Let’s say we start with 10,000 in the trading account and for large cap stocks. You are normally allowed 20 times margin for day trading. So you can buy securities worth of 2L or 200,000. For calculation sake if we take the target of 3% and stop loss of 2% the profit can be 6k Rs but if you hit a stop loss you can lose 4k or 40% of your total amount you opted for trading.
Opt for margin only after considering the stop loss and if you are comfortable losing that amount, you can opt for margin trade.
I have a thumb rule where each of my trade is at the most 1/3rd to 1/4th of my net cash balance in my trading account. So ideally I can have 3 to 4 open trades but normally it is not more than 2.
If I hit a stop loss of 5% I would be losing less than 2% of my cash trading balance.
5. Never Average Down
When trading, you should never ever average down. If the stock you purchased at 100 and is now trading at 60 which is down 40%. Ideally you should have hit a stop loss in such a scenario but even if you have not setup a stop loss for it. Still don’t average it down. Mathematically if a share falls by 20%, it may not be back to the purchase price of 100 if it increases by 20% again.
Let us understand this with a simple example.
Purchase price of a share was 100 and it falls 20% from 100 to 80. Now at 80, if it increases by 20%, it will reach 96 because 20% of 80 is 96 and not 100.
6. Can’t master every pattern
There are many patterns and analysis in market and as an individual, you cannot master every pattern. Focus on few patterns that you think works for you and try to excel in them. I only trade with few price action strategy patterns and my personal favorites are higher top higher bottom and W patterns.
Apart from trading for all the patterns you also cannot focus on all the stocks with the formation of those patterns, have a list of stocks where you can easily identify your preferred choice of patterns regularly.
Once you know you’re limited with the patterns you can master and number of stocks you can track, you should have an ideal number of maximum trades that you can execute as well. I could never trade more than a couple of pair trades (buy and square off) in a day. At the most I could achieve is 1 pair trade and one other trade. I may be slightly conservative in the number of trades I could execute because of being a part-time in market.
7. Break from market
You just cannot trade for 250+ days in a year. You have to be taking a break.
I prefer keeping things really simple and if I start to hit series of stop losses (3 to 5 consecutive stop losses), I take a break from the market for at least a week.
As a trader it is not individual trades that matter but what matters is the series of trades where you have few misses (hit a stop loss) and a lot of hits (hit target) and overall profit out of it.

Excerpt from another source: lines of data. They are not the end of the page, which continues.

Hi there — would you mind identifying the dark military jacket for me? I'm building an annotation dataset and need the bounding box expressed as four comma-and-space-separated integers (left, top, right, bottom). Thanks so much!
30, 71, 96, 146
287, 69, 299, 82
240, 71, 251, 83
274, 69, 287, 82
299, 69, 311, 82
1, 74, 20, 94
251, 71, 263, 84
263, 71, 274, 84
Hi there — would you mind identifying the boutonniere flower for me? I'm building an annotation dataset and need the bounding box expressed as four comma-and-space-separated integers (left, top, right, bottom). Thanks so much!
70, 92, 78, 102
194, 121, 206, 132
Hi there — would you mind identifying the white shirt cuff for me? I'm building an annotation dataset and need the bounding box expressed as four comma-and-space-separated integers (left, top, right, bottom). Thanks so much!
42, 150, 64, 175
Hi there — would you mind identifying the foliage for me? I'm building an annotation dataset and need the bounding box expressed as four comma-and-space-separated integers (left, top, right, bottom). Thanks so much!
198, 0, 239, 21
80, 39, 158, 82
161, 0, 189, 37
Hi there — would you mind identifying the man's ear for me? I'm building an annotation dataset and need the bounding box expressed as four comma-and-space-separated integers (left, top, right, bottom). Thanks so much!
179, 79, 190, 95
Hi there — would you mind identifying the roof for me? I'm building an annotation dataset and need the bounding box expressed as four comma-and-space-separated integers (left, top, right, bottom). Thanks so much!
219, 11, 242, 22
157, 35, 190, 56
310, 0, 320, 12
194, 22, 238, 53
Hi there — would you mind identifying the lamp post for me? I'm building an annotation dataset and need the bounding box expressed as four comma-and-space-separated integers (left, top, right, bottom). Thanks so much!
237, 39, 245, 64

As a trader, you should be always ready to execute a stop loss and be really systematic in booking profit. I would say as a market participant (trader or investor), you should always be ready to execute a stop loss. Stop losses are the point which proves that you were wrong and anybody can be wrong in market. Warren Buffet has even admitted that he was wrong in identifying some of his stock evaluation and has booked loss of few billions. Market is all about being more right than wrong and make profit.